The advertising industry is in a love-hate relationship with artificial intelligence.
In the past few months, the technology has made ads easier to generate and track. It is writing marketing emails with subject lines and delivery times tailored to specific subscribers. It gave an optician the means to set a fashion shoot on an alien planet and helped Denmark’s tourism bureau animate famous tourist sites. Heinz turned to it to generate recognizable images of its ketchup bottle, then paired them with the symphonic theme that charts human evolution in the film “2001: A Space Odyssey.”
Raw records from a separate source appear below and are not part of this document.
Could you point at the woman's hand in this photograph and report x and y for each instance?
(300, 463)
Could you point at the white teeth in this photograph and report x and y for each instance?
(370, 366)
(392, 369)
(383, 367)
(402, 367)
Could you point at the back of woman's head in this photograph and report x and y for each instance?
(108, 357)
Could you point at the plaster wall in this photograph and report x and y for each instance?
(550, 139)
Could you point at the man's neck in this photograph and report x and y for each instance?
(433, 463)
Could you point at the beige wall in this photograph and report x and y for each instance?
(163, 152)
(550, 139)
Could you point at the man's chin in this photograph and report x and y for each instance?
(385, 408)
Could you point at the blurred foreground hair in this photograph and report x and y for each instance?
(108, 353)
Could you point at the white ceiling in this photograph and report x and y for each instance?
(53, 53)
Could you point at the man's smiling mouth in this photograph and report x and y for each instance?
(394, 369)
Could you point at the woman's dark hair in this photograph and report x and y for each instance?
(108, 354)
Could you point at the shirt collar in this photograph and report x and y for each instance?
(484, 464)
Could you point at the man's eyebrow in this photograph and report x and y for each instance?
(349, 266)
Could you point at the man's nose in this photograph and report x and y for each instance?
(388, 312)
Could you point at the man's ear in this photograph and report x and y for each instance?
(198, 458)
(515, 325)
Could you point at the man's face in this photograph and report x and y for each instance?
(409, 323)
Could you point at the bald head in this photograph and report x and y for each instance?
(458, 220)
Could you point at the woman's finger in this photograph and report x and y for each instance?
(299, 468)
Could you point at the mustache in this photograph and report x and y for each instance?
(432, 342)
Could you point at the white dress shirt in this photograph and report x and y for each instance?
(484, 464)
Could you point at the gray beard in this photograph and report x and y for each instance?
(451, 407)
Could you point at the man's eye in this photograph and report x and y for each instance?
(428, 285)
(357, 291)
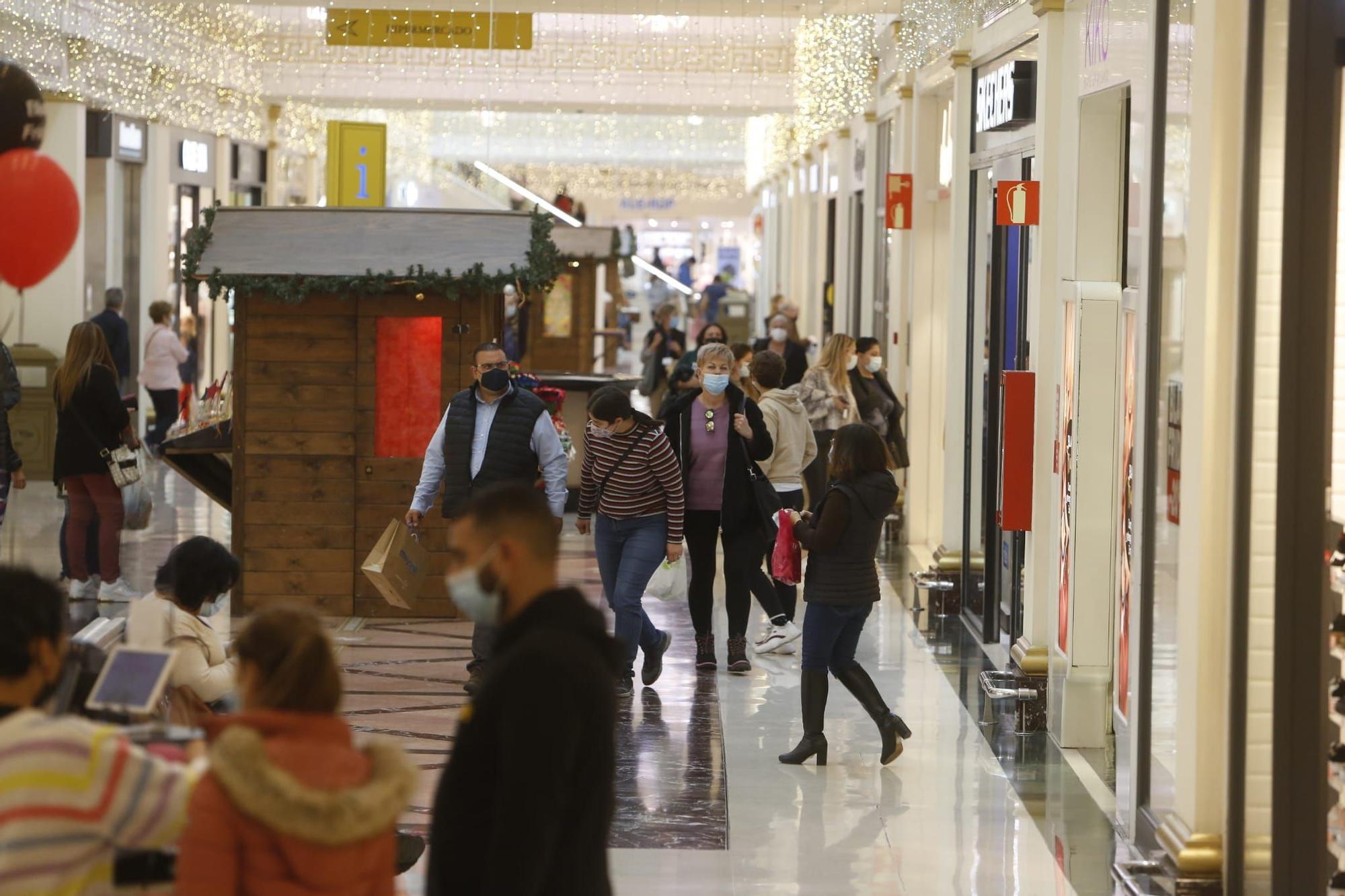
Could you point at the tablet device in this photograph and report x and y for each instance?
(132, 681)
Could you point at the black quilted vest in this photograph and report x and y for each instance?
(509, 447)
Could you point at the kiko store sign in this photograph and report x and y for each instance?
(1007, 96)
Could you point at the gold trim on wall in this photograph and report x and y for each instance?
(1195, 854)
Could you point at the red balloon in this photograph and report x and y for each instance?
(40, 217)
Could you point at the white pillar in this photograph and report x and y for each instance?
(956, 384)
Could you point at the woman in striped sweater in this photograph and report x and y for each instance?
(633, 481)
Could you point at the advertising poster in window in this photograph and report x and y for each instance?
(1126, 529)
(1067, 477)
(559, 310)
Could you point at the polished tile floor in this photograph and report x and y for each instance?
(704, 806)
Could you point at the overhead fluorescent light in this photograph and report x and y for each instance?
(528, 194)
(662, 275)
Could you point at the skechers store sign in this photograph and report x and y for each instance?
(1007, 96)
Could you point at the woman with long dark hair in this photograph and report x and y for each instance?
(92, 420)
(633, 482)
(719, 435)
(841, 585)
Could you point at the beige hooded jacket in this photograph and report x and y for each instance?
(796, 446)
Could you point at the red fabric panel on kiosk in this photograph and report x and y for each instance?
(408, 373)
(1020, 389)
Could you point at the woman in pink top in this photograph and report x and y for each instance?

A.I., however, has also plunged the marketing world into a crisis. Much has been made about the technology’s potential to limit the need for human workers in fields such as law and financial services. Advertising, already racked by inflation and other economic pressures as well as a talent drain due to layoffs and increased automation, is especially at risk of an overhaul-by-A.I., marketing executives said.
The conflicting attitudes suffused a co-working space in downtown San Francisco where more than 200 people gathered last week for an “A.I. for marketers” event. Copywriters expressed worry and skepticism about chatbots capable of writing ad campaigns, while start-up founders pitched A.I. tools for automating the creative process.
“It really doesn’t matter if you are fearful or not: The tools are here, so what do we do?” said Jackson Beaman, whose AI User Group organized the event. “We could stand here and not do anything, or we can learn how to apply them.”
Machine learning, a subset of artificial intelligence that uses data and algorithms to imitate how humans learn, has quietly powered advertising for years. Madison Avenue has used it to target specific audiences, sell and buy ad space, offer user support, create logos and streamline its operations.